I think this is a helpful articulation of what the work of the church should be: we can cultivate gardens for God to go about his work of growth. We can create spaces of love and peace and safety and transcendence so that God’s seeds will be given the space they need to flourish. For while most gardeners couldn’t tell give you a scientific explanation of how seeds grow, they know what they need to grow. The same is true of the Kingdom. We’re not exactly sure how it comes about—how people’s hearts are turned to compassion, or their feet moved to justice, or their minds come to faith—but we know what conditions allow for such growth to happen: prayer, worship, respect, kindness, equality, safety; communities of love. And that’s what we, in the church, can spend our energy creating: gardens of grace for God’s seeds of glory to sprout. If we can create those kind of gardens, then God will give the growth, that’s the promise. What the story of Toad and his garden teaches us about seeds, is ultimately the same message that Ezekiel and Jesus are asking us to believe about God: that He is at work bringing about the Kingdom, sometimes with us, sometimes in spite of us, but always for us. As the Church, and as individuals, we can participate in that work by creating communities and conditions for those seeds to take root, but we can’t make them grow. That may be frustrating at times, and we may get impatient because the seeds of the kingdom don’t necessarily sprout on our timeline, but there is also a deep and powerful comfort in the belief that they will indeed sprout one day. And we can rest in the promise that if we stand on the side of justice and love and mercy and peace we will one day be standing in a garden full of blossoms of blessedness.

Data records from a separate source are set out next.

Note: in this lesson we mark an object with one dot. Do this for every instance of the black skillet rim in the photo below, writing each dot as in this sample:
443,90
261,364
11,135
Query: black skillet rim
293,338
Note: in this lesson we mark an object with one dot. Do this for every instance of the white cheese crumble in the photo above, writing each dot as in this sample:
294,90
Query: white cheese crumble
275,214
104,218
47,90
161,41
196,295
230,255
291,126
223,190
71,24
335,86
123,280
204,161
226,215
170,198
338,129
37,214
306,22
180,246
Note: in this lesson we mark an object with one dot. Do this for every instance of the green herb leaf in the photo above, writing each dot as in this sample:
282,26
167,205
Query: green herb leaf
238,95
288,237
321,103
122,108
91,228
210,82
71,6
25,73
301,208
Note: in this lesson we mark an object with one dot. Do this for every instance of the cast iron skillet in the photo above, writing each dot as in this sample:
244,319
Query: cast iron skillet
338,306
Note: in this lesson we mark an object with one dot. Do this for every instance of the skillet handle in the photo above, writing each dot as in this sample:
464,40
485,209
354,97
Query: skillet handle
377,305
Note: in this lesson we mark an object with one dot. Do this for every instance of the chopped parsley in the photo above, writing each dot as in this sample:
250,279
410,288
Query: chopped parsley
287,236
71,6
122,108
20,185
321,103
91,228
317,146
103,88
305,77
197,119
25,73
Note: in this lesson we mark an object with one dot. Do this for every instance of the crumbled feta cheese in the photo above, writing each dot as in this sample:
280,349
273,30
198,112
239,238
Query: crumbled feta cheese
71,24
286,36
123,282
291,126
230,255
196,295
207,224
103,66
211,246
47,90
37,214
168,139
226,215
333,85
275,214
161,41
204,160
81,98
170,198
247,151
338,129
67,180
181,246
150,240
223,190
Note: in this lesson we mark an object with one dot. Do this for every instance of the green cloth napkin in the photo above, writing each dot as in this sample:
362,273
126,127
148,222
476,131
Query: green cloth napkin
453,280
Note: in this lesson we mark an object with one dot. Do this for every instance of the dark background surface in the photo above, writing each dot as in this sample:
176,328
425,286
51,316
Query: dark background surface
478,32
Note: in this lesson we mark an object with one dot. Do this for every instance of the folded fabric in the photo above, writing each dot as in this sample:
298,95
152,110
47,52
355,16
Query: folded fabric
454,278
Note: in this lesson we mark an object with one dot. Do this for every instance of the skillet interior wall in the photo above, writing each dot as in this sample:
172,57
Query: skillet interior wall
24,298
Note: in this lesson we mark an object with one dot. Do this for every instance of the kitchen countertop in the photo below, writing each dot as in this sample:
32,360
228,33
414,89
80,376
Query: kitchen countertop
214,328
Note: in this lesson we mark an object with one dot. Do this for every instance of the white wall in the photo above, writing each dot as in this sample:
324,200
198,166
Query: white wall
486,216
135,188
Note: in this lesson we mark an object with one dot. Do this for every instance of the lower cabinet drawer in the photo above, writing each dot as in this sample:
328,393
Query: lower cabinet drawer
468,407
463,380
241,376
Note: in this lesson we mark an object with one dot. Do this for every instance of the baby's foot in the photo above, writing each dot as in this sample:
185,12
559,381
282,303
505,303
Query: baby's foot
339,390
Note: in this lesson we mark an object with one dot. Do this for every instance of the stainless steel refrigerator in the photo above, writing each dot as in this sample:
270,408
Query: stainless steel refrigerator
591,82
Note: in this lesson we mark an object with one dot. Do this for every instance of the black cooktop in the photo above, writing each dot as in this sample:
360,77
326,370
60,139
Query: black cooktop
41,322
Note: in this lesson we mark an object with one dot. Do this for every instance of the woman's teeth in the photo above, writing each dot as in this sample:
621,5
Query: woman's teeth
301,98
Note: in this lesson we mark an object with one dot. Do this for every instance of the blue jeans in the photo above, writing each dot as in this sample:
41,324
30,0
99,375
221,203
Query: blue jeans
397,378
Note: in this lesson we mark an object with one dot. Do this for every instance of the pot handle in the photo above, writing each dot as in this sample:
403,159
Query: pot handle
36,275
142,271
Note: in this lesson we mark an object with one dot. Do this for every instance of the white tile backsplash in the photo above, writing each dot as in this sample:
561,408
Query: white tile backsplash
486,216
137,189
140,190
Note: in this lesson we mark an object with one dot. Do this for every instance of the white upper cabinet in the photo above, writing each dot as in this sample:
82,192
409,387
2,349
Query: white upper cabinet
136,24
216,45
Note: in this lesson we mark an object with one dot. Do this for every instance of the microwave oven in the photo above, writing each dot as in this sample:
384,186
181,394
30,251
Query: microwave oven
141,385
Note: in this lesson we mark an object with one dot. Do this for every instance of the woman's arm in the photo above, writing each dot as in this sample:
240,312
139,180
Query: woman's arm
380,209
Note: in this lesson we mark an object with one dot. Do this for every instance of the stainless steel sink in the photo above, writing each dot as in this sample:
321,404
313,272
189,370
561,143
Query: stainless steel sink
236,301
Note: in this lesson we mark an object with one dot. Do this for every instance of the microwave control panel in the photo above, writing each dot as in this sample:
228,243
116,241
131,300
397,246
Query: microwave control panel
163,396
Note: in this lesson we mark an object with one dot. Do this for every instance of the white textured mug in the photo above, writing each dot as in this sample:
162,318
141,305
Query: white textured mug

There’s a great hymn in our hymnal, that we don’t sing too often, but the text captures exactly what I’m trying to communicate about the necessary faith, the appropriate hard work and the inexhaustible patience needed to bring the Kingdom of God to fruition. It reads:
God is working his purpose out,
as year succeeds to year,
God is working his purpose out,
and the time is drawing near;
nearer and nearer draws the time,
the time that shall surely be,
when the earth shall be filled with the glory of God
as the waters cover the sea…
All we can do is nothing worth
unless God blesses the deed;
vainly we hope for the harvest-tide
till God gives life to the seed;
yet nearer and nearer draws the time,
the time that shall surely be,
when the earth shall be filled with the glory of God
as the waters cover the sea.
The seeds of love, and peace and justice and mercy, the seeds of the Kingdom, have been sown in this world. It is up to us to create spaces and places for those seeds to flourish. And Frog is right, this is “very hard work.” It will require us to be incredibly active, incredibly patient and incredibly faithful all at the same time; like a good gardener. So let us take up our charge with vigor, trusting that God is working His purpose out and with our help, nearer and nearer draws the time when the earth will be filled with the glory of God, as the waters cover the sea.”